—Hay que casarnos en cuanto te divorcies de Roberto —dijo.
Sentía su suave aliento en mi cabello. Estaba de pie tan cerca de mí. Entré en pánico. Deseé que pudiera desaparecer en ese momento. No sé lo que me había pasado. Se trataba de Andrés, el hombre con quien soñé encontrarme noche tras noche. Estaba parado frente a mí, confesándome su amor. Y, sin embargo, todo lo que quería era huir.
De repente, me abrazo. Me llevó a sus brazos sin esfuerzo. Su abrazo fue cálido y acogedor. No obstante, me quedé tiesa como un tronco. Pude oír que murmuraba en mi oído:
-Pasaremos el resto de nuestra vida juntos, Isabela. Estaremos juntos por siempre. Nunca te dejaré...
Por siempre. Qué frase tan hermosa. Siempre le temí a la soledad. Amaba a mi padre y a mi madre, pero no pudieron quedarse conmigo por siempre. ¿Andrés podría hacerlo? Quizás debía preguntarme si eso es lo que yo
necesitaba.
Temblé entre sus brazos. Me sostuvo la cara con las manos, su semblante era como un suave arroyo que corría por mi rostro mientras me decía:
-No temas, Isabela. Te protegeré. Nadie puede hacerte daño.
Su bello rostro y sus dulces labios tibios se acercaron a los míos. Pude oler la fragancia de su cabello. Sentí espasmos en el vientre. El mismísimo diablo me estaba dando pisotones y pinchaba el interior de mi estómago con su tridente.
Debería haberme sentido llena de alegría por la confesión de amor de alguien a quien había amado en secreto por tanto tiempo. Sin embargo, mi reacción era la contraria. Qué extraño. El miedo me hizo paralizarme mientras los labios de Andrés se acercaban cada vez más. Me olvidé por completo de esquivarlo. Justo cuando nuestros labios iban a tocarse, una luz volvió a resplandecer súbitamente. Fue como si me golpeara un rayo. Salté de los brazos de Andrés y grité:
-¡Rayo! Creo que vi un rayo.
Me torcí el tobillo y casi me caí. Andrés miró hacia el cielo.
-No hay rayos. El clima está perfecto hoy.
En ese momento dejé de apretar el puño. La correa se me soltó de la mano. Bombón salió corriendo.
—¡Bombón! ¡Bombón se escapó! —grité y comencé a perseguirlo.
Bombón volteó y me miró. Mi falda volaba a causa del movimiento. Seguramente el perro creyó que estaba jugando con él, así que corrió más rápido. No había manera de que lo atrapara. Por otro lado, Andrés me alcanzó y me tomó de la muñeca.

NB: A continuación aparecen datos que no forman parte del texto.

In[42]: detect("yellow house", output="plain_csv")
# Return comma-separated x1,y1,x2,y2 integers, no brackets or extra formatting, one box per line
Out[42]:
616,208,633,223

-Deja de perseguirlo. Hay que descansar un poco. Bombón volverá a buscarnos.
Ir tras Bombón era mi única excusa para salir de una situación sobre la cual no tenía control. Comencé a jadear de tanto correr.
—Se escapará.
-No lo hará. Correrá más rápido si lo persigues. En cuanto dejes de hacerlo, dejará de correr —dijo Andrés mientras me hacía detenerme.
Ahora yo jadeaba vigorosamente. Tenía razón. El trasero blanco y esponjoso que iba delante de nosotros comenzó a reducir la velocidad. Me incliné hacia delante, apoyando las palmas de las manos sobre las rodillas. Sentí que escupiría los pulmones la próxima vez que resollara.
Después de un rato, la bola de pelos blancos se dio la vuelta y vino corriendo. Se detuvo frente a mí y meneó la cola enérgicamente.
-Casi me muero por tanto correr. Es tu culpa —dije mientras le acariciaba la cabeza al perro.
-¿No te lo dije? Volvió en cuanto dejaste de perseguirlo. Sabe que somos sus dueños. No va a huir. -Andrés tomó la correa y me la puso en la mano. Luego, me tomó la otra y dijo: -¿Estás cansada? ¿Quieres sentarte?
Levanté la mano y miré mi reloj de muñeca. Eran casi las once.
—Tengo que trabajar mañana. Déjame pedir un taxi.
-Yo te llevó a casa.
-No trajiste el auto.
-Iré por él.
-Es demasiado problema. Mejor sólo pediré un taxi.